One such provision relates to taxation of the difference between the stamp duty valuation and the actual purchase price of an immovable property, as the income of the purchaser. This provision effectively presumes that the purchaser has paid black money if there is a difference of more than Rs.50,000 between these two values and, therefore, taxes the difference. In other words, it presumes that all taxpayers who acquire property at a lower price are tax evaders. It does not factor in the fact that a sale may be a distress sale, or that an adverse location or defective title of the property has depressed the value, besides various other factors which may have affected the valuation of the property.
Taxpayers have to go through the harassment of an assessment, a valuation by the departmental valuation officer and invariably end up in a series of appeals, involving substantial cost and tension, before they are able to prove that the price at which the property was purchased was genuinely the fair market price, which was lower than the stamp duty valuation.
Through another provision, section 50C, the seller also goes through the same harassment to ensure that she, too, is not taxed on the same difference.

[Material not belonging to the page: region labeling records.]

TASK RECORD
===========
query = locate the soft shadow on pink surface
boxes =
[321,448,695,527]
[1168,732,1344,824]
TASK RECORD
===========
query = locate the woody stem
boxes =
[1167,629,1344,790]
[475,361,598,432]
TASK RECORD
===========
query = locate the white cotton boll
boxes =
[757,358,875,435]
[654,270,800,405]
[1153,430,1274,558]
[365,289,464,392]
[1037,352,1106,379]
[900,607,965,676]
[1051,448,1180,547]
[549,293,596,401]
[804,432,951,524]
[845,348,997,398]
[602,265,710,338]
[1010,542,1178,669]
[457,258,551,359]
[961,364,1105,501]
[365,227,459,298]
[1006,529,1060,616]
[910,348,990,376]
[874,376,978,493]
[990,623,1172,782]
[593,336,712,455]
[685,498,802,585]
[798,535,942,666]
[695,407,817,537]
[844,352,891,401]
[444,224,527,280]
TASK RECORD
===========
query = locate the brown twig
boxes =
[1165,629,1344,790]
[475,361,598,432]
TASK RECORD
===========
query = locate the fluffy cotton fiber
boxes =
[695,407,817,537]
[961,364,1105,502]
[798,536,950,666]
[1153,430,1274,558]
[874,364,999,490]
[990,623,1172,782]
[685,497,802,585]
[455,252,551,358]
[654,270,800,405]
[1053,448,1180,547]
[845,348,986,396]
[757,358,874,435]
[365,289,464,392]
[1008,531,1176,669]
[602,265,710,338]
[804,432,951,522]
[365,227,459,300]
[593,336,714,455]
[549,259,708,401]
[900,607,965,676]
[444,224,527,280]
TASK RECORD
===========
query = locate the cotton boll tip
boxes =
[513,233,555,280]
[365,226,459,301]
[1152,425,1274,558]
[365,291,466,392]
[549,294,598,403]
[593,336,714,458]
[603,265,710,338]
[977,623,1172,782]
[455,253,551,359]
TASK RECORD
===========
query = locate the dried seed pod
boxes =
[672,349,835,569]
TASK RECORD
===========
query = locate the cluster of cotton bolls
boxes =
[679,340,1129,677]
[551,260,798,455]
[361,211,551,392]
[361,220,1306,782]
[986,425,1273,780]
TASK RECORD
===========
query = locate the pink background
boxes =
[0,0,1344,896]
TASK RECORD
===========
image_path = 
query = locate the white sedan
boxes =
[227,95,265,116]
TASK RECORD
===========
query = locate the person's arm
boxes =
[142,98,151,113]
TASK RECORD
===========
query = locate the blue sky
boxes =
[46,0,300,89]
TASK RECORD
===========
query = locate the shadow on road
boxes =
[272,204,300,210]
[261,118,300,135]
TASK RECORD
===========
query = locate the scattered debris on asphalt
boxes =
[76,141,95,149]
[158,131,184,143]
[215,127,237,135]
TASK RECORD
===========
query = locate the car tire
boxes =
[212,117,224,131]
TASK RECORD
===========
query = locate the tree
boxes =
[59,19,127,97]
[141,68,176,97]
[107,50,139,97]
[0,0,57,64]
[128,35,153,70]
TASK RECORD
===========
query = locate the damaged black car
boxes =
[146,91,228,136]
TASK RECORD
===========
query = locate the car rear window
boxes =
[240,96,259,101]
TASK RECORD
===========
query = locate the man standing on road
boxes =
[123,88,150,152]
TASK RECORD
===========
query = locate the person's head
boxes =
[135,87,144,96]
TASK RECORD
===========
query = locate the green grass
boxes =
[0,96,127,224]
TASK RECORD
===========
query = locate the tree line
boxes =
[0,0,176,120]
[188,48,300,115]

If the intention of the law is not to harass taxpayers, these sections need a relook.
The second big area of litigation faced by many individual taxpayers relates to the exemption for reinvestment of long-term capital gains in a residential house. Often, taxpayers buy more than one flat, which are adjacent to each other, to claim the exemption, and to facilitate any subsequent transfer of assets among their children. In such cases, they invariably face litigation from tax authorities, who claim that the benefit is available only for one flat since the law refers to acquisition of a house, even though the taxpayer may be using both the flats in a combined manner as one house for the entire family. Since the purpose of this exemption is to encourage construction and purchase of residential housing, there is no need for any restriction on the number of residential houses that a person may reinvest in to claim the capital gains exemption. A clarification is required in the law for this purpose.

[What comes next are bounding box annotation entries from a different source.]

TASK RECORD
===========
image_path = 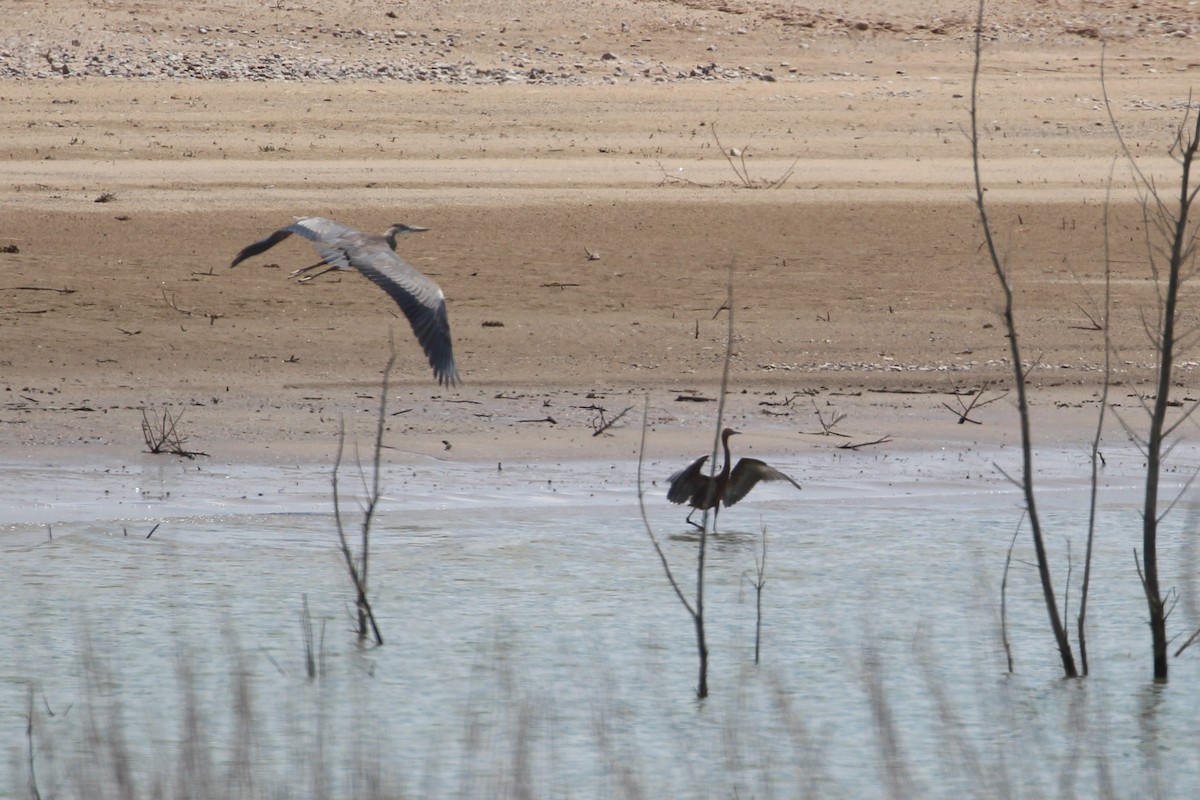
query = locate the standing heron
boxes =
[667,428,800,530]
[229,217,458,386]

The third and most significant area of harassment that taxpayers face is in relation to getting credit for taxes deducted at source and getting their tax refunds in time. The government has introduced a computerized system for grant of tax credit, and issued instructions to assessing officers to carry out rectifications. Yet, taxpayers are made to run from pillar to post to try and get full credit for tax deducted at source from their income. This is one area where, besides the law, the systems and procedures, too, need a thorough relook.
Taxpayers are promised refunds within four months under a Citizen’s Charter, but refunds are still withheld till beyond the end of the financial year, eight months later. Even then, many refunds are adjusted against fictitious demands, which the tax authorities ostensibly do not find time to correct. The government should either reduce the scope of tax deduction at source—which it has significantly expanded in the past few years—if it is not able to give credit for all such taxes collected, or it should give full credit in time.
We clearly need a fairer tax system, and not one in which there is no accountability of tax authorities, while taxpayers are made to run around and penalized for minor defaults. Tax officials, too, should be penalized for harassing taxpayers, so as to discourage such behaviour.
One hopes that the new finance minister will not only look at the amendments to be made in the law in the forthcoming budget, which will help businesses unleash their potential, but also provide some relief to harried taxpayers in the form of an improved tax administration.